Post Empire is a meditation/incantation on the graspings and whitherings of the tentacles of empire. MacLeod appropriates and recomposes computer virus code, internet search results, film stills, EBay listings, stolen poetry, newspaper reports, academic theses and much more to create a marching band playing the death rattle in the throat of Western civilization. Prose, poetry and visual art follow a dusty trail leading from Alphaville through Ground Zero though Abu Ghraib to - where? To appropriate & paraphrase German artist Franz John's description of his own [MacLeod's] interest is not in the [word]-chain itself but rather in the tectonic forces and energies of a matrix which is visibly and continually updating and renewing itself.

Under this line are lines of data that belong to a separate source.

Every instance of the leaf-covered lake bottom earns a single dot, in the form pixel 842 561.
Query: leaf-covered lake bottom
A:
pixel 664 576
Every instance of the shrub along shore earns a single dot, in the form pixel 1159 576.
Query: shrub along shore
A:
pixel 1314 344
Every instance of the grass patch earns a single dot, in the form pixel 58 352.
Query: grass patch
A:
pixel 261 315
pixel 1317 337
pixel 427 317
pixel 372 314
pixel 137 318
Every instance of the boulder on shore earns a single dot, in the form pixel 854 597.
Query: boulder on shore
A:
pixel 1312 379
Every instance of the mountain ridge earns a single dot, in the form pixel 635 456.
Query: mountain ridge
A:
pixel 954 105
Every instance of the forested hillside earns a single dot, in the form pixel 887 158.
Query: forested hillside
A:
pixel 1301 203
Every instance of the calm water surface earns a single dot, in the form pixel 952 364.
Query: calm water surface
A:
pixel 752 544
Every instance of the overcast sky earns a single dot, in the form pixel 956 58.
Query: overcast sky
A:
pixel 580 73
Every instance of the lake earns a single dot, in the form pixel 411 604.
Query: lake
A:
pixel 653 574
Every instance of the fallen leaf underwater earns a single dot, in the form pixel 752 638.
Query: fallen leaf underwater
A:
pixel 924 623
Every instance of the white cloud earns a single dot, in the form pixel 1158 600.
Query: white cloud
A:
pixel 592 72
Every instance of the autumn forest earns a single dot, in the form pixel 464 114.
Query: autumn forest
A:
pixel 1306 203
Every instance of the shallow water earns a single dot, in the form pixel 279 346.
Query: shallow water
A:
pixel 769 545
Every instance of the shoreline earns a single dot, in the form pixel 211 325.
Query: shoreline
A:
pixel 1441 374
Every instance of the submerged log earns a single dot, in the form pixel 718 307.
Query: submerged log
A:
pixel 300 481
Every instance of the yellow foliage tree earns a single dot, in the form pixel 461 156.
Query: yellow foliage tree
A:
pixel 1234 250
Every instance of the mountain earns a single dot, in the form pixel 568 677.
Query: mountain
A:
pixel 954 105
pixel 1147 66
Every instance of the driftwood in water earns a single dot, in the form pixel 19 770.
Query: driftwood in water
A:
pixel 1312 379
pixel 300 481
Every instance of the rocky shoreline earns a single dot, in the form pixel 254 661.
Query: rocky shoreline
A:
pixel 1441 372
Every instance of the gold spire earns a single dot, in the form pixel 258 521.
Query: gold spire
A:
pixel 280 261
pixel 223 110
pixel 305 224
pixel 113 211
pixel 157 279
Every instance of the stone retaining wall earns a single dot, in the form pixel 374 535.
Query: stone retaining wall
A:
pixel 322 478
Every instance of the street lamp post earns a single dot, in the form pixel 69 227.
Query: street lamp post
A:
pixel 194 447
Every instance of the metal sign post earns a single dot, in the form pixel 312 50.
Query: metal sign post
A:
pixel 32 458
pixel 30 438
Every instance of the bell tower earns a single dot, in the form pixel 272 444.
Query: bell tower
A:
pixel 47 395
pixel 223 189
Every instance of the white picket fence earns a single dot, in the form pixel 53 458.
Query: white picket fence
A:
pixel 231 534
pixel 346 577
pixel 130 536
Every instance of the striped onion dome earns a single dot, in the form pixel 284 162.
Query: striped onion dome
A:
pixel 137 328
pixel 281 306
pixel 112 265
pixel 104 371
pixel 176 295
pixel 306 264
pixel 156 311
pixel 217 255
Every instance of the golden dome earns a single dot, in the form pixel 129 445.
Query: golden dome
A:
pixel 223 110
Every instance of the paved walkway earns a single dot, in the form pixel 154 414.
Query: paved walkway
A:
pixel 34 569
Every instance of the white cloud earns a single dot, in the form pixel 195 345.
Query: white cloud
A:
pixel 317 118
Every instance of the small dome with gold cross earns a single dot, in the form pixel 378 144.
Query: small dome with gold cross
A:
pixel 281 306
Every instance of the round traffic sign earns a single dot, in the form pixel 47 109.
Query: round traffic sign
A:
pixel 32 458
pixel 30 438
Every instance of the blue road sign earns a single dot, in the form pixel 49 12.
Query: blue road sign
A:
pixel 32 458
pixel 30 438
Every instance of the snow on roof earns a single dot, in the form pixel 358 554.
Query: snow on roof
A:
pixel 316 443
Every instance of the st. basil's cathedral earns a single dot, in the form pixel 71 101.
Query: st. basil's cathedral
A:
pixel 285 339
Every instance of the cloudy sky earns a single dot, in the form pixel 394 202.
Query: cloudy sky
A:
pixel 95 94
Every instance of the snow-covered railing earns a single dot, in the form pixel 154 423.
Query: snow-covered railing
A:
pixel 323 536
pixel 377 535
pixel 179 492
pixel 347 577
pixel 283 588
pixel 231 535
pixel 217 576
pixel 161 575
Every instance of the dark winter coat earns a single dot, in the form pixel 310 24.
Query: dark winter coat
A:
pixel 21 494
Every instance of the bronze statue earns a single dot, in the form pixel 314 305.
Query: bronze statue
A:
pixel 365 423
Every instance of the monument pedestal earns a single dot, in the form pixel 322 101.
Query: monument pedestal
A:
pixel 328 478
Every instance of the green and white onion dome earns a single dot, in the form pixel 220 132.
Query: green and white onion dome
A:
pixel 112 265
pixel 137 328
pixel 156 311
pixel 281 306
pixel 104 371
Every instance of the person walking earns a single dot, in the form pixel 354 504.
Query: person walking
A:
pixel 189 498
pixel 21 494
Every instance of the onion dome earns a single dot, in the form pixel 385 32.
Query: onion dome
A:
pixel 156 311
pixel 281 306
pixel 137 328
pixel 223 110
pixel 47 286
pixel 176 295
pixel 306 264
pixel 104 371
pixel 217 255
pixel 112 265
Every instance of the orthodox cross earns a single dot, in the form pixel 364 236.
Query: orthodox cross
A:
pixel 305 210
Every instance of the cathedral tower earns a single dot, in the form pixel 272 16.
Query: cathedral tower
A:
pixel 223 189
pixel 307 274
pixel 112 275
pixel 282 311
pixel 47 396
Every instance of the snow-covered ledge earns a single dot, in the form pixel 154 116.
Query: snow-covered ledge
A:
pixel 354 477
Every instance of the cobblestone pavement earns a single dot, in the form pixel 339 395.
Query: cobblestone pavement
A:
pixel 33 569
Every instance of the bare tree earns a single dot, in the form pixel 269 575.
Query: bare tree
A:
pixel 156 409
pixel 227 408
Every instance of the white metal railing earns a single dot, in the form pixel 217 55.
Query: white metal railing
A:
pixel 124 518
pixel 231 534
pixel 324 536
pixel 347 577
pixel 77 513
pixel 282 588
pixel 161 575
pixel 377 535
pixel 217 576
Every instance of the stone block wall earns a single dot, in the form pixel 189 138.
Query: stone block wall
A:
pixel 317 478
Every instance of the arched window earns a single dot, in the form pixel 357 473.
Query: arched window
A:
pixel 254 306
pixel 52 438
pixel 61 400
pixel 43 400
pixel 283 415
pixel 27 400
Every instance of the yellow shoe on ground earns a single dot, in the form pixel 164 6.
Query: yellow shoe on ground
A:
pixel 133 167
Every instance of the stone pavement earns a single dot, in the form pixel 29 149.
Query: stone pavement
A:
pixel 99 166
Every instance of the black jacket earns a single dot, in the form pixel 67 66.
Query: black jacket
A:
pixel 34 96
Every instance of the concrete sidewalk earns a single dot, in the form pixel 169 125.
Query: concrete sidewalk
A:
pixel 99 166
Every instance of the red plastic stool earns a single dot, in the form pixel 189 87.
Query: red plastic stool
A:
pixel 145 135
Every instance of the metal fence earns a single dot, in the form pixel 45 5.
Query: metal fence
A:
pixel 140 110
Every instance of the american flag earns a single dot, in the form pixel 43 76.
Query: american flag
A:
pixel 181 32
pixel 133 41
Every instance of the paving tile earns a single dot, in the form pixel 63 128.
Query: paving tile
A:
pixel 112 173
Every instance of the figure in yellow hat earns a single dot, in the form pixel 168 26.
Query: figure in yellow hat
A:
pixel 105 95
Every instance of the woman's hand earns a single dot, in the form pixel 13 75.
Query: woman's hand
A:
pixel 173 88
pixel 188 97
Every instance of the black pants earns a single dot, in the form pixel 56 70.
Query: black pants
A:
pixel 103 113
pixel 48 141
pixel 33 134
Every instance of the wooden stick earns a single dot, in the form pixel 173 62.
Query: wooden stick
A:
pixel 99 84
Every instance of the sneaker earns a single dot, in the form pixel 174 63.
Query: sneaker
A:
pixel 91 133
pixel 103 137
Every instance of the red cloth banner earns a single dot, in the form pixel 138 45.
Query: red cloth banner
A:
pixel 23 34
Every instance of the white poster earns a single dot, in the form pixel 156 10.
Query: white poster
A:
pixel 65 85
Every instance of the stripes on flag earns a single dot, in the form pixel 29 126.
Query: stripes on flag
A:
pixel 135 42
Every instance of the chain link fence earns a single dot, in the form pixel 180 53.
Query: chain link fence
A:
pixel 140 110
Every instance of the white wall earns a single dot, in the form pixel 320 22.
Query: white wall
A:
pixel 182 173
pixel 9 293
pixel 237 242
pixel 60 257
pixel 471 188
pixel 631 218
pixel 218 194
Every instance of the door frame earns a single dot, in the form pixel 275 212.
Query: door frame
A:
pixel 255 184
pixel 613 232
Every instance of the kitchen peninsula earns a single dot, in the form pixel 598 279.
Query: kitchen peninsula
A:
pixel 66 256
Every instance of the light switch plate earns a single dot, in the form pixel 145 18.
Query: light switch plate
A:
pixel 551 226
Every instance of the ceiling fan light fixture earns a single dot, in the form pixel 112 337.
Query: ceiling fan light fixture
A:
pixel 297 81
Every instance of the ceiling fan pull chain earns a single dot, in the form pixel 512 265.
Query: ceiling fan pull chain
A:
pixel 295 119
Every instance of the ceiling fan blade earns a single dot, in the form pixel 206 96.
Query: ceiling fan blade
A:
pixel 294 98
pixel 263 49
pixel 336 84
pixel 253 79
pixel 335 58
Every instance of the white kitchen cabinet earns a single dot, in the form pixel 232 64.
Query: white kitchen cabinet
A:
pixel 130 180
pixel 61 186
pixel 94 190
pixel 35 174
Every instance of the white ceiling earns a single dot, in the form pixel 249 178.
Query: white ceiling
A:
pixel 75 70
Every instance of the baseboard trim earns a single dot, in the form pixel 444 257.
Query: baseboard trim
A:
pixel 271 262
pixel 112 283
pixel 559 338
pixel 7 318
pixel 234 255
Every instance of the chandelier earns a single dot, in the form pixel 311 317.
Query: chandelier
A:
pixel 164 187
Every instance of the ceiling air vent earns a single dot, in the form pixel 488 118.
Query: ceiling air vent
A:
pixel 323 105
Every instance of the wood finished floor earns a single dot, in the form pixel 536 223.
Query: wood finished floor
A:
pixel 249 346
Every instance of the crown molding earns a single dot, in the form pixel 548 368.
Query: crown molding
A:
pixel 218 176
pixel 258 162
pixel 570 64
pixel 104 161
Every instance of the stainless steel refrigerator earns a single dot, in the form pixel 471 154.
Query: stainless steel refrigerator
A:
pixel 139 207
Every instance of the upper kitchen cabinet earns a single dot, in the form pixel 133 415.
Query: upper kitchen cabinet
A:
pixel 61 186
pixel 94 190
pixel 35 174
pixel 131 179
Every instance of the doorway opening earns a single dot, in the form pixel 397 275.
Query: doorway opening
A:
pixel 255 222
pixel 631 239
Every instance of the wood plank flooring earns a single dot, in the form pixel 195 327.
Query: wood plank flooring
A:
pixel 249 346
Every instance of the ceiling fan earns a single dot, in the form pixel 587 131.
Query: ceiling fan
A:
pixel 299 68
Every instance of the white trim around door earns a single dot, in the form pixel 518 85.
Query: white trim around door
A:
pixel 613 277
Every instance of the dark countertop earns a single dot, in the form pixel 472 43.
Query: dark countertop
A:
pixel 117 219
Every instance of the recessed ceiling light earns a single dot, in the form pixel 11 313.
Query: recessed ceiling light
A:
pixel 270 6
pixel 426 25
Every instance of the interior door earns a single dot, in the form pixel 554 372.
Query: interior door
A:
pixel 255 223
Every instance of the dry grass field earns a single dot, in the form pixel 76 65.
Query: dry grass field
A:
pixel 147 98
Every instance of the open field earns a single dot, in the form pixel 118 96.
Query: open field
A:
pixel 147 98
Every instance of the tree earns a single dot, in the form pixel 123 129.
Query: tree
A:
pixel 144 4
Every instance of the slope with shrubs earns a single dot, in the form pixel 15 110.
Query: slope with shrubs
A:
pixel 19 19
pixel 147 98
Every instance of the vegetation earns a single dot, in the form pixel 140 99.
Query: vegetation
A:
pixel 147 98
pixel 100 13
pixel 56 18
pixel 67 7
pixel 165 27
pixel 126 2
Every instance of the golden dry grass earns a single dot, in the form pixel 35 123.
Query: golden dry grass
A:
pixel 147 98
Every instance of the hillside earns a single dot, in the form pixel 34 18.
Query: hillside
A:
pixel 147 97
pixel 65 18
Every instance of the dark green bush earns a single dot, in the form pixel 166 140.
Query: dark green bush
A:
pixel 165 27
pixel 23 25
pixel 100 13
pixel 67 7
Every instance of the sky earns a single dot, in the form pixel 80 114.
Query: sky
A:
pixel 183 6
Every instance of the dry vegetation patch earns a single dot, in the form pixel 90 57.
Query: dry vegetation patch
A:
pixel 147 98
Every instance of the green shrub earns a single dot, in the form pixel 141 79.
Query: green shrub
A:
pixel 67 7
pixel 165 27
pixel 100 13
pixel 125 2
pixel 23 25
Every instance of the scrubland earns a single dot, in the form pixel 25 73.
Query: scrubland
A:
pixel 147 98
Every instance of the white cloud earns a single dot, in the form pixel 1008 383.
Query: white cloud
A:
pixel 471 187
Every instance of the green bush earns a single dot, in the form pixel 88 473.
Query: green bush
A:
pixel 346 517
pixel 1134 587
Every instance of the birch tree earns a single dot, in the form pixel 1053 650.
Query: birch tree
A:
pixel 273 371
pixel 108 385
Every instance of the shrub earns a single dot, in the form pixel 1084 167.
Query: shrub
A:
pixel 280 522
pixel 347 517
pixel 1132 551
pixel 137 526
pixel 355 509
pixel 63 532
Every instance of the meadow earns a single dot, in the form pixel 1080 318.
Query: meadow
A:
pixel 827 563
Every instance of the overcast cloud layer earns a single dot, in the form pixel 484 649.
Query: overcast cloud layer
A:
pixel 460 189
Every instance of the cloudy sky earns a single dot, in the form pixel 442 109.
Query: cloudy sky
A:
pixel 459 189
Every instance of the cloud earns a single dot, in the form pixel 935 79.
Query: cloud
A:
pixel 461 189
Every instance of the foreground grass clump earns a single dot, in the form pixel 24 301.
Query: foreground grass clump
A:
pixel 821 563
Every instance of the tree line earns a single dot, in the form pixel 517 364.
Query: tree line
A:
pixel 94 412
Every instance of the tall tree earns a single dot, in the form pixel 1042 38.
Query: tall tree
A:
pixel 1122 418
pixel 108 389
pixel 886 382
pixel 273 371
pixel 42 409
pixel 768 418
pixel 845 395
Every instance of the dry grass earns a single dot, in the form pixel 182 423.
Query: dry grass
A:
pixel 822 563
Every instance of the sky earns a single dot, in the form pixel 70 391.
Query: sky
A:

To put it simply, this collective of experimental works ranging from disparate fiction to minimalistic prose-poetry seemingly intends to accomplish one central goal: the presentation of western culture and the downfall of its increasingly amoral empire. Therefore, MacLeod's writings within "Post Empire" come off as strangely dystopian, all the while exemplifying a very real and non-fictitious modern world. The book was published in 2005, and although some of its pieces branch toward broader themes such as conspiracy/paranoia ("White Powder"), entropy ("DTH TXT"), nihilism ("Steel Torsos"), and language ("Falling, We Will Be Electrocuted"), several of the other works carry this insistent hammering of anti-Bush, anti-Rumsfeld, anti-war, anti-etc. idealism that, regardless of one's own political views, is simply stale when read at this point--not necessarily unimportant but certainly old-hat in the realm of literary symbolism. Still, this anthology does indeed contain some wonderful experimentation and abstraction coming from an author who understands the craft of exploring words and meanings.
My personal favorite piece in particular happens to be "The Love Letter of Rem Barok," an utterly brilliant and inventive homage to T.S. Eliot's uncertainty about the future of mankind. Imagine "The Love Song of J. Alfred Prufrock" if the lonesome protagonist were a computer virus rather than a man. The story well displays that MacLeod possesses a great talent which can be quite moving when it is not too busy being preachy.